Troy Reviewby Andrew Staker (mallowisious AT hotmail DOT com)
June 3rd, 2004
It's difficult to read Homer's Iliad (a good translation helps) and not be affected by its raw and honest humanity. The archaic imagery and language are so clear yet so striking. Epic poetry has the upper hand over film in this situation, because its 'cast of thousands' is black ink on paper, its special effects and Olympic gods fly around, freed from gravity by our imagination and the poet's art.
Wolfgang Petersen (The Perfect Storm) brings us to long-ago Greece, where young Helen (Diane Kruger) is unhappily married to middle-aged Menelaus (Brendan Gleeson). She flees to Troy with the amorous young prince Paris (Orlando Bloom). Such an act insults the Greek's masculine ego and coupled with Agamemnon's (Brian Cox) imperial aspirations, 1000 ships soon follow. Achilles (Brad Pitt) is along for the ride, mainly out of a sense of adventure and the ambition of having his name gloriously spoken of 'through the ages'.

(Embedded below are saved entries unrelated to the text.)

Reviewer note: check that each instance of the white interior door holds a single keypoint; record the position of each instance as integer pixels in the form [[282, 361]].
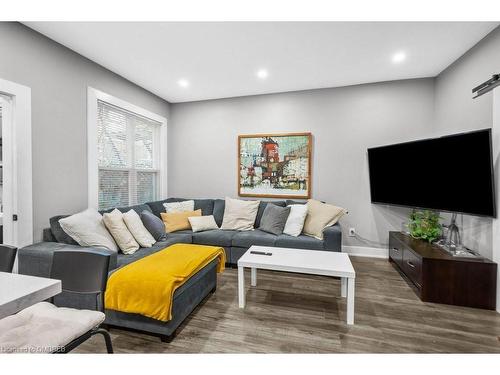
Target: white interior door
[[9, 199], [496, 160], [17, 197]]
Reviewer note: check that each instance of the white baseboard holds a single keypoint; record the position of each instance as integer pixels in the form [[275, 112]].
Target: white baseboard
[[370, 252]]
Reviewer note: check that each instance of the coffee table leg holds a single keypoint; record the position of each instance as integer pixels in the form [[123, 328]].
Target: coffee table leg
[[350, 300], [241, 287], [253, 275]]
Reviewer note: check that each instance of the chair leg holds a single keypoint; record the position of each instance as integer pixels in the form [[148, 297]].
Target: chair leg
[[107, 338], [169, 338]]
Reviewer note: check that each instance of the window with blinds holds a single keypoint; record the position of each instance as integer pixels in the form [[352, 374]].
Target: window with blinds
[[127, 157]]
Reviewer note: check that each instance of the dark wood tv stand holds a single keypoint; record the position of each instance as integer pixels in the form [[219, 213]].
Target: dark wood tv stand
[[442, 278]]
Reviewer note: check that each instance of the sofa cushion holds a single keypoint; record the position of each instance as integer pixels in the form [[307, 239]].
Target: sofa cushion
[[59, 234], [87, 228], [274, 219], [137, 208], [183, 206], [300, 242], [219, 207], [215, 237], [319, 216], [136, 227], [184, 236], [178, 220], [253, 237], [262, 207], [116, 226], [157, 206], [124, 259], [153, 224], [239, 214], [205, 205]]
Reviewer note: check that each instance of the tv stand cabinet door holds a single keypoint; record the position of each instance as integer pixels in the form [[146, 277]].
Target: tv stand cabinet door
[[396, 251]]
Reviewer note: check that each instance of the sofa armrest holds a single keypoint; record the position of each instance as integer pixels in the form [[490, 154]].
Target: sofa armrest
[[332, 237], [36, 259]]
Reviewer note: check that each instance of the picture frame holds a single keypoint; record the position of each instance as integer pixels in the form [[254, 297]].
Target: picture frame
[[275, 165]]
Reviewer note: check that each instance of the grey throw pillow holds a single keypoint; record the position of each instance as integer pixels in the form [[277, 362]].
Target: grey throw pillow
[[274, 219], [154, 225], [58, 232]]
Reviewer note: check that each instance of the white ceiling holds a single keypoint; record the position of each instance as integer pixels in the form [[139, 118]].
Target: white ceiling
[[221, 59]]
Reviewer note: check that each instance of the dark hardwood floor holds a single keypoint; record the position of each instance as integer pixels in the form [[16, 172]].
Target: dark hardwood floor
[[288, 313]]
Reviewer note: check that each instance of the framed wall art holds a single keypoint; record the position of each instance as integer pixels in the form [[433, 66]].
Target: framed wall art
[[275, 165]]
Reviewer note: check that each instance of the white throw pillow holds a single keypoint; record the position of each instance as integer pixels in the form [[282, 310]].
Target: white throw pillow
[[239, 214], [183, 206], [87, 229], [201, 223], [319, 216], [116, 226], [136, 227], [295, 221]]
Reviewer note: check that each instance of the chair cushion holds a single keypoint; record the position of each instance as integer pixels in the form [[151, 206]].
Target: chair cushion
[[43, 328], [215, 237], [299, 242], [253, 237]]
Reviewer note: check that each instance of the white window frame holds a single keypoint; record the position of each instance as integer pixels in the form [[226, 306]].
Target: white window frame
[[93, 96]]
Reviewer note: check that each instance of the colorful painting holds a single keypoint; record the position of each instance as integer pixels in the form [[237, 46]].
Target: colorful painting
[[274, 165]]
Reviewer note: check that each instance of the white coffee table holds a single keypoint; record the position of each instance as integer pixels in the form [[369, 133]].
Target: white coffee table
[[326, 263], [18, 292]]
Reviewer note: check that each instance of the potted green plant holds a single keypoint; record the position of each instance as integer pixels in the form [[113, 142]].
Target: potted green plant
[[425, 225]]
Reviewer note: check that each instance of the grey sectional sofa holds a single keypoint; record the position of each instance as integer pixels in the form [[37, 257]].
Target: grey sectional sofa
[[36, 259]]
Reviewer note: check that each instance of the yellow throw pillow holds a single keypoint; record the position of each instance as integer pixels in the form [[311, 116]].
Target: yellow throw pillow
[[178, 220], [319, 216]]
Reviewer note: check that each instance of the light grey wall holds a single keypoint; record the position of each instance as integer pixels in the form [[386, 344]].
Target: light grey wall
[[58, 78], [456, 111], [344, 123]]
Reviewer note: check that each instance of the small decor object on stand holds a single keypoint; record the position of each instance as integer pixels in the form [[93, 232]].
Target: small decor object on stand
[[425, 225]]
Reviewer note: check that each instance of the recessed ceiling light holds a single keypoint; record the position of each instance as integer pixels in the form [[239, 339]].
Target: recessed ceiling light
[[183, 82], [398, 57], [262, 73]]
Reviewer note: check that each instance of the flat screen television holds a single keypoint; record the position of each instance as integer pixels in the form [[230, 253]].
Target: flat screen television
[[452, 173]]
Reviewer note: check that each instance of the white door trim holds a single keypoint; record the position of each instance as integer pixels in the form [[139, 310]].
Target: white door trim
[[93, 96], [18, 144], [496, 163]]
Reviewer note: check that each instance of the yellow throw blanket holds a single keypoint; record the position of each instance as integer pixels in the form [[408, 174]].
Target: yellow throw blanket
[[147, 286]]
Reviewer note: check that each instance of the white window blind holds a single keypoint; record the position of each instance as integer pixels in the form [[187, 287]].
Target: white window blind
[[127, 157]]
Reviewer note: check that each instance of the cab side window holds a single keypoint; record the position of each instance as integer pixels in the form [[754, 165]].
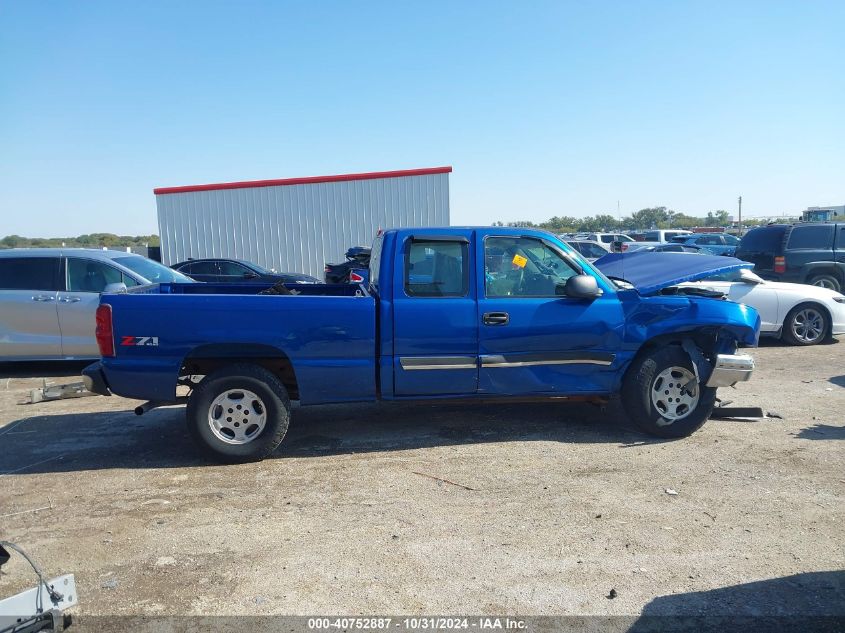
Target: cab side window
[[437, 269], [87, 275], [523, 267]]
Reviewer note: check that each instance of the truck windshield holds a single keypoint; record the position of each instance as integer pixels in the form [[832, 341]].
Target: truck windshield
[[152, 271]]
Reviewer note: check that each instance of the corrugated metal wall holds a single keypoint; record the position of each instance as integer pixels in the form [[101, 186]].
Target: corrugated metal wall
[[296, 228]]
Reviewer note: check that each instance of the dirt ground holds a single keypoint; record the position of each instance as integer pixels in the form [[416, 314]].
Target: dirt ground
[[550, 508]]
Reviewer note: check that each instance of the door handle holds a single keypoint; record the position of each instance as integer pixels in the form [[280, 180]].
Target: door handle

His Californian-surfie look-alike "cousin" Patroklos (Garrett Hedlund) goes too, but is well shielded with a loving eye from his "cousin" Achilles. And so ten years of war are compressed into two weeks of story time, into 160 minutes of movie time. We have the landing, a few battles, the slaying of Patroklos (and that of Hector as revenge), the recovery of the body and the famous Horse, "the first and best weapon of mass destruction". We even have Aeneas heading off with the sword of Troy, no doubt intending to found Rome.
I'm not a fan of Jackson's Lord of the Rings monolith. Troy's battle scenes, costumes and dialogue are just as hokey, if not more so. The only scene which lifted and made you say, Ah, yes, now here is something substantial was Priam's asking for the return of his son's body—Peter O'Toole is only here allowed to break through and deliver! The scene is unusually engaging, something you'd expect in greater abundance throughout the film.
This Iliad is a secularised one. There is no Athene to fight, no Apollo to launch arrows and plagues, nor Hera nor Zeus to have a domestic and then make up on a mountaintop. The Olympic soapie is one of the attractions of the Homeric Iliad! The Patroklos-Achilles relationship has been asexualised, something which cannot be forgiven. On the other hand, there might not have even been a Patroklos, if the cousin angle wasn't chosen, so maybe we should be thankful. Maybe every time we hear "cousin" we should understand "lover". Let's make it our secret. I guess such things happen when you strain the Spirit of Greece through Judeo-Christian America. I enjoyed this because I have a masochistic streak and would rather laugh than cry when I see Homer bleeding in the dust.